Puddles the clown swims gracefully in the terrifying wake of the Juggalos

Wednesday 01st, March 2017 / 19:36
By Graeme Wiggins


VANCOUVER – There’s an old Saturday Night Live skit that popularized the distinction between things that are “funny ha-ha” and things that are “funny strange.” Things that are “funny ha-ha” are things like comic strips and practical jokes, while things that are “funny strange” are things that are just odd, or absurd on the face of it. Puddles the clown, visiting Vancouver on his Puddles Pity Party tour, falls under the latter category. He’s a seven-foot-tall, sad-looking clown with a beautiful voice whose cover of Lorde’s “Royals” made him YouTube famous, and now he tours the world singing his unique takes on songs and confounding expectations.

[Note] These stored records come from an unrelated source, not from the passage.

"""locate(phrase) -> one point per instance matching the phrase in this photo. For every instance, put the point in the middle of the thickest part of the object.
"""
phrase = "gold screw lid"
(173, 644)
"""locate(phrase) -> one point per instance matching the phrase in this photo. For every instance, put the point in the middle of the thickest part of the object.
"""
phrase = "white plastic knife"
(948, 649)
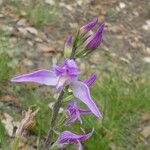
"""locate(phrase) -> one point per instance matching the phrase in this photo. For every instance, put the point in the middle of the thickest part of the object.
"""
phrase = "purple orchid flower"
(95, 40)
(68, 47)
(74, 112)
(68, 137)
(85, 29)
(59, 77)
(89, 82)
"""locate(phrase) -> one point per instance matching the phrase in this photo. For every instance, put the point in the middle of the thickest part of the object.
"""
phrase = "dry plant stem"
(56, 108)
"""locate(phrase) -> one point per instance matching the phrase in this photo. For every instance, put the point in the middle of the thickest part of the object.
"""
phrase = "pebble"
(32, 30)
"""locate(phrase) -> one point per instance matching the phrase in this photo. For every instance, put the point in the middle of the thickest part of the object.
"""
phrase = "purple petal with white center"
(81, 91)
(45, 77)
(72, 119)
(83, 111)
(68, 137)
(69, 41)
(88, 27)
(79, 145)
(70, 63)
(74, 112)
(58, 70)
(90, 81)
(95, 40)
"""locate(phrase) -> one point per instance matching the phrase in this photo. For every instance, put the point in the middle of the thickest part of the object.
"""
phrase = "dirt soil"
(126, 37)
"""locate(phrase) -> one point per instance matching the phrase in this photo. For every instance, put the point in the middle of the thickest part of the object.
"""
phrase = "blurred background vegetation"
(32, 35)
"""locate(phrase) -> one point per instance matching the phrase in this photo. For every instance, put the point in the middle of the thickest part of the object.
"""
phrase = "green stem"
(15, 143)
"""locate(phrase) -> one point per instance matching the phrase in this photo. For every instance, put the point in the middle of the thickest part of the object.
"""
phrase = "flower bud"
(95, 40)
(85, 29)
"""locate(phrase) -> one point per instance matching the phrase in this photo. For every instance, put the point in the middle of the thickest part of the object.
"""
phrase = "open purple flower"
(68, 47)
(88, 27)
(74, 113)
(89, 82)
(68, 137)
(95, 40)
(59, 77)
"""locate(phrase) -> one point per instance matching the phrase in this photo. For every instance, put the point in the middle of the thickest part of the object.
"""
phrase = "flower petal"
(90, 81)
(84, 111)
(71, 120)
(68, 137)
(79, 145)
(81, 91)
(45, 77)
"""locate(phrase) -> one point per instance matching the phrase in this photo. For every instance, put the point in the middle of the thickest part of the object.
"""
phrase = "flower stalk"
(55, 111)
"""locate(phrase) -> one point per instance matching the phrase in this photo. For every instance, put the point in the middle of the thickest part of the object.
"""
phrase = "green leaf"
(3, 137)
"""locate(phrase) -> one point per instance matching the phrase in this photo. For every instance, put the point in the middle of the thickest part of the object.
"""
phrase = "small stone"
(32, 30)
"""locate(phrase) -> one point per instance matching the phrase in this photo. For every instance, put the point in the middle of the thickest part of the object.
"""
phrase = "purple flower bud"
(88, 27)
(95, 40)
(68, 47)
(89, 82)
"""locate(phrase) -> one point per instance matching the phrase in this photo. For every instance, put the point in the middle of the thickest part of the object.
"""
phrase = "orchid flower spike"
(60, 77)
(68, 137)
(74, 113)
(85, 29)
(95, 40)
(68, 47)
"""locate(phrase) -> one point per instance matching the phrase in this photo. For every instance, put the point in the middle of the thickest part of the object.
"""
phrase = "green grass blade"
(3, 138)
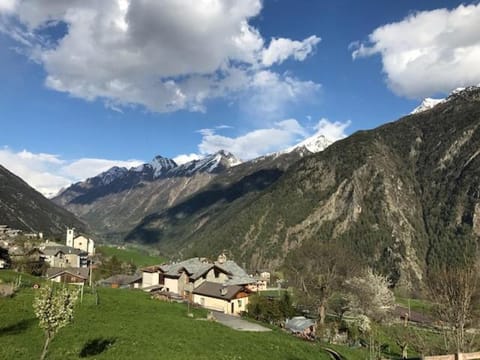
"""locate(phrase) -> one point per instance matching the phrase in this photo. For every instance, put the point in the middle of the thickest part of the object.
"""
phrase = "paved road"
(238, 323)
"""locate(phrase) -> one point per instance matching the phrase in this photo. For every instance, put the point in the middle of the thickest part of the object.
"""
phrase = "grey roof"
(196, 267)
(122, 279)
(53, 250)
(192, 266)
(298, 324)
(214, 290)
(55, 271)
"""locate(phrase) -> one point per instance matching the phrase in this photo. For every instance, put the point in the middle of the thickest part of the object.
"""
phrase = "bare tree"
(452, 289)
(54, 310)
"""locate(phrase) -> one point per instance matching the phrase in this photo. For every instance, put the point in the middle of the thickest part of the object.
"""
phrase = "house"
(80, 242)
(229, 299)
(123, 281)
(68, 275)
(65, 256)
(221, 285)
(182, 277)
(301, 326)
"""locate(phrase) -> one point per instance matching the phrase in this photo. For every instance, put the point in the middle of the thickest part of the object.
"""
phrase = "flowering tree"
(54, 310)
(370, 295)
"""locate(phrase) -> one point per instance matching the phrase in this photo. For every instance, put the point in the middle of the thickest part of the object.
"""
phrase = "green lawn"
(137, 256)
(127, 324)
(419, 305)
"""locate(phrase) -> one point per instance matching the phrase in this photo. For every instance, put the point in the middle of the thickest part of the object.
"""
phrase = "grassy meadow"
(127, 324)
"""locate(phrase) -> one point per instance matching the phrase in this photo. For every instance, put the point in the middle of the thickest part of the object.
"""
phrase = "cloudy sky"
(89, 84)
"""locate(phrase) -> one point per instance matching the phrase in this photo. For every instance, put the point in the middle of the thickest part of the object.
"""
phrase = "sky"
(86, 85)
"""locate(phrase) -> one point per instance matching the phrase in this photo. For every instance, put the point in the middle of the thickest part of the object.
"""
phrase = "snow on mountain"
(161, 165)
(211, 163)
(313, 144)
(111, 174)
(427, 104)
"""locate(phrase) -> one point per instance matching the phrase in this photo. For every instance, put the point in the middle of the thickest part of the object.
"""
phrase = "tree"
(452, 289)
(317, 270)
(370, 295)
(54, 310)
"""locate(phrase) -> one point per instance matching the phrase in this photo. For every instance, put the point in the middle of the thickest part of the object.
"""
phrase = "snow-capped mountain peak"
(313, 144)
(427, 104)
(161, 165)
(213, 163)
(112, 174)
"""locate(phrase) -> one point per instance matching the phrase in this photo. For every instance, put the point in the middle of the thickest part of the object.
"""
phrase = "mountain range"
(116, 201)
(403, 197)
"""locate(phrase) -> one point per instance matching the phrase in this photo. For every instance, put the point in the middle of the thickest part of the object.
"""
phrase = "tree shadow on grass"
(16, 328)
(96, 346)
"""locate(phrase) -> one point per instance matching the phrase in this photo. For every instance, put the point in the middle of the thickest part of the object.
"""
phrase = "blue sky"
(86, 85)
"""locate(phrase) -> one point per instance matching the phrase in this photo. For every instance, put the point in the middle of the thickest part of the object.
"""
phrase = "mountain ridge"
(403, 197)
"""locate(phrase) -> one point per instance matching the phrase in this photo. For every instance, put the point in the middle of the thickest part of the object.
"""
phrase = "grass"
(134, 255)
(419, 305)
(127, 324)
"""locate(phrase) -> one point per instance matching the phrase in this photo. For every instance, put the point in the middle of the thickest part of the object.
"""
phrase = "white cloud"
(165, 55)
(48, 173)
(332, 130)
(429, 51)
(7, 6)
(281, 49)
(184, 158)
(263, 141)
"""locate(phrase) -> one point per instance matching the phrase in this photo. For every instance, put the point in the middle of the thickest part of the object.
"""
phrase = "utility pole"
(90, 274)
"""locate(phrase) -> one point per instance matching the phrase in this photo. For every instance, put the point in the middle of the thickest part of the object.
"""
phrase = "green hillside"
(128, 324)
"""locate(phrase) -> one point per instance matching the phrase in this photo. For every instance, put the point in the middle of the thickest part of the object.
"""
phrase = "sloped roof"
(191, 266)
(298, 324)
(196, 267)
(53, 250)
(214, 290)
(122, 279)
(78, 272)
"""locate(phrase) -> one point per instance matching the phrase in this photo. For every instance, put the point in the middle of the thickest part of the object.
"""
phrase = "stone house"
(229, 299)
(68, 275)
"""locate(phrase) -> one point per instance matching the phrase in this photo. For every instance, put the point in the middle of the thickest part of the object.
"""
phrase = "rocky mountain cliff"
(22, 207)
(403, 197)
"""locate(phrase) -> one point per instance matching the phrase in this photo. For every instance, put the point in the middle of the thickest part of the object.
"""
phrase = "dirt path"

The fact that many people experience coulrophobia (a fear of clowns) makes the idea of a touring clown musical act hard for some to get behind. But Puddles’ act is welcoming, and his gentle personality makes the whole thing palatable. In his words, “Every now and then, I’ll meet someone who says they’re afraid of clowns. But once they see my show, they relax and realize that clowns are just like apples. And one rotten apple doesn’t mean that all apples are rotten. Most apples are tasty and sweet. I’m a sweet apple.”

Skepticism is an understandable feeling. Today’s society is a guarded one, making it difficult to open oneself up and authentically take in an experience that might at first seem ironic in nature. Puddles understands this and tries to work towards breaking that concern’s hold on people. As he describes, “It’s easy to get stuck in cynicism and skepticism these days. Maybe it’s from being hurt and trying to defend against being hurt again. My mee-maw used to say, ‘Life is just a series of disappointments.’ And that may be true. But in the between times, there are some glimmers of joy. You just have to leave yourself open. Open to the disappointments and open to the joyful surprises.”

Clowning is an ancient art, with some clowns requiring years of training to perfect their act. Despite being both a clown and blessed with a beautiful voice, Puddles’ training has been fairly limited. “I’ve never had any formal singing lessons. My mee-maw says I came out of the oven singing. Never had any formal training of any kind, really. I’m a big coffee drinker and once took a latte art class with my pal Stu. Does that count?”

So it might be time for Vancouverites to put aside their cynicism, embrace openness and check out Puddles Pity Party. You never know how it might change you. In his words, “It’s my first time in Vancouver. Vancouvians can expect a night of song and dance, sadness and joy and most of all, fellowship. Oh, and free Puddles cuddles after the show!